Repeated attempts to contact the defendants and locate their attorneys were unsuccessful.
The complaint states the defendants set up a call center in order to control the alleged deceptive marketing scheme and instructed their employees to lure patients into the dental clinics by emphasizing the free exams. Once the patient was in the chair, the defendants allegedly "switched" them into expensive, hasty, and often incomplete or shoddy treatment, together with costly payment plans. Instead of low monthly payments, the loans carried interest rates as high as 22.98%, the complaint states, and the insurance companies of patients with dental insurance were given false and inflated claims.

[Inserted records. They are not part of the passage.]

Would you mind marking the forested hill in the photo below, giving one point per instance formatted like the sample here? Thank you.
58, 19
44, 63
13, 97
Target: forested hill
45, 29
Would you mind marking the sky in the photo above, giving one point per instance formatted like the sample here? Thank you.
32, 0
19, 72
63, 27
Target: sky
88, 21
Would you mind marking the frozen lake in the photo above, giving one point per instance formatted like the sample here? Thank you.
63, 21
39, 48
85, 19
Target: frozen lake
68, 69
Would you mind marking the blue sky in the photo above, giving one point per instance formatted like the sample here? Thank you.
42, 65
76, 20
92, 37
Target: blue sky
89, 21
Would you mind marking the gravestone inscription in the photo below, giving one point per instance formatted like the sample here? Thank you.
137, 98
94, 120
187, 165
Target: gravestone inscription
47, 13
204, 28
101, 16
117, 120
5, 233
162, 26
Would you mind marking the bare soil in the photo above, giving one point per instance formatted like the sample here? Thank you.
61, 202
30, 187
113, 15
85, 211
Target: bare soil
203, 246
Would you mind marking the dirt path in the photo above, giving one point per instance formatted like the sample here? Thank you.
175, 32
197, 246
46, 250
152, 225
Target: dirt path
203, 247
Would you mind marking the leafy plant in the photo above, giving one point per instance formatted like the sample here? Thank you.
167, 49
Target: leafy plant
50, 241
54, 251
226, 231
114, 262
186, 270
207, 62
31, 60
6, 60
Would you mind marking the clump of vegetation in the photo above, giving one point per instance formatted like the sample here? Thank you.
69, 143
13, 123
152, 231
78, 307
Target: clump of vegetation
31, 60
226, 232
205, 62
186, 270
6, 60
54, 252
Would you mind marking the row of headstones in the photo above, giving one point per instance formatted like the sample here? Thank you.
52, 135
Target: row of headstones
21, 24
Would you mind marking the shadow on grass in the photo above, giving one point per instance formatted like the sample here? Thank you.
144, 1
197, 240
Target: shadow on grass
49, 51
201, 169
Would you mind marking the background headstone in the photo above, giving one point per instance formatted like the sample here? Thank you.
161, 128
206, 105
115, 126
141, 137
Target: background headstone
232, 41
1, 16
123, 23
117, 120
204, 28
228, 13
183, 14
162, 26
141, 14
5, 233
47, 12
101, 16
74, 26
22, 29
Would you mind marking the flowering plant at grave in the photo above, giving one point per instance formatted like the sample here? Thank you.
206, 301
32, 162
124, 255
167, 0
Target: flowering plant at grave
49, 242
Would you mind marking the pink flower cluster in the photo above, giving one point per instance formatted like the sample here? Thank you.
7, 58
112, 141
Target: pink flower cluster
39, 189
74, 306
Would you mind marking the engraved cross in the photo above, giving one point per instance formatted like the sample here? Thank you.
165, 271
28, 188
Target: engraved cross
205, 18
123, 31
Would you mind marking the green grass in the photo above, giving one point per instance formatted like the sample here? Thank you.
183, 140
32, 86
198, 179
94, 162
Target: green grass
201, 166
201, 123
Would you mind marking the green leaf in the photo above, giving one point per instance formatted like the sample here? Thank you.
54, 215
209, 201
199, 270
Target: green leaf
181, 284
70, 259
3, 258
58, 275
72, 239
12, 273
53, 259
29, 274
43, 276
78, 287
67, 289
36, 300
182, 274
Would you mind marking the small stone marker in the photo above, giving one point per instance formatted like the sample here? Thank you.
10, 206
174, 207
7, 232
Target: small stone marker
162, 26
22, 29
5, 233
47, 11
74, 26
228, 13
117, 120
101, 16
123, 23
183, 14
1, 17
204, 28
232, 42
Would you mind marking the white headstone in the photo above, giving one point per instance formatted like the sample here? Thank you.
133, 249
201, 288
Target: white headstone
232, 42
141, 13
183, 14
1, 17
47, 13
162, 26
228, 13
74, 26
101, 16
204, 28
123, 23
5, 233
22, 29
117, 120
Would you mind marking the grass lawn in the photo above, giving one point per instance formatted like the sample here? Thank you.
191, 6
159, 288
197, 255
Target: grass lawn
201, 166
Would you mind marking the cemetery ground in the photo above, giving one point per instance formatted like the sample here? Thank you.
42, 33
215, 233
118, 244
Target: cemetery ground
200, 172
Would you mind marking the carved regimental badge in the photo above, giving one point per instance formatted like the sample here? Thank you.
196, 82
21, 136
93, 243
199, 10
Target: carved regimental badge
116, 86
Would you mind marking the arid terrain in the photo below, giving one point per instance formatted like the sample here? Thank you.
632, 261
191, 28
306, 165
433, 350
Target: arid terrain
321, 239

"Over and over, the defendants collected thousands of dollars per patient by arranging loans for them from credit companies and billing for the entire proposed procedure up-front, and then left the patients with inadequate and incomplete treatment and costly debt from the credit companies," the complaint states.
When the patient complaints mounted and the scheme became apparent, the defendants allegedly abandoned the patients, their records, and the dental practices. Ultimately, hundreds of patients were left with dental problems and thousands of dollars in debt, according to the complaint.
The attorney general's office says it received more than 200 complaints from individuals claiming they had been injured and overcharged by the defendants, including one patient who was charged $16,126 for "root canals and bridges" that resulted in bruises, swelling, and pain ever since being treated. Another patient reported going into a clinic with a toothache and emerging four hours later with a tooth extraction, root canal, filed-down teeth, a temporary bridge, and a $5,000 credit line with annual interest at 27.99%.
"Many consumers thought they were going for a routine trip to the dentist and left these clinics in worse shape, both physically and financially, than when they walked in the door," Coakley said in a press release. "Our office filed this lawsuit to ensure that these defendants can never again exploit Massachusetts citizens in need of dental care, and we intend to seek relief for the many people already hurt by these unconscionable practices."
In addition to three dental practices -- Spectrum Dental, Coast Dental, and Sierra Dental -- the defendants named in the lawsuit include the following:
- Gary Anusavice, D.D.S., who "took and maintained a leadership role in creating and operating the defendants' scheme," according to the press release
- Michael Rinaldi, Joseph Robbio, Vincent O'Neill, and Heather Pavao, all finance advisors and business managers at the dental operations
- Merhad Haghkerdar, a dentist that facilitated the defendants' scheme at Spectrum Dental
- William Salisbury, a dentist doing business as Sierra Dental
A temporary restraining order has been issued that secures any assets the defendants may have, prohibits them from applying for or maintaining a license to practice dentistry in Massachusetts, and prohibits them from destroying or altering any records.
Both the attorney general's office and the Board of Registry in Dentistry have previously taken action against Dr. Anusavice and Dr. Salisbury, and both have lost their licenses to practice dentistry in Massachusetts.
Dr. Anusavice was previously accused of stealing thousands of dollars from patients by billing them for services they didn't receive at his Pawtucket, RI, business, Premier Dental. In 1997, he pleaded guilty to healthcare fraud after his DDS Dental Center in Worcester, MA, filed hundreds of thousands of dollars of fraudulent insurance claims and credit card charges, according to the attorney general. In 2005, Rhode Island suspended his license, accusing him of defrauding patients of tens of thousands of dollars through various billing and credit schemes.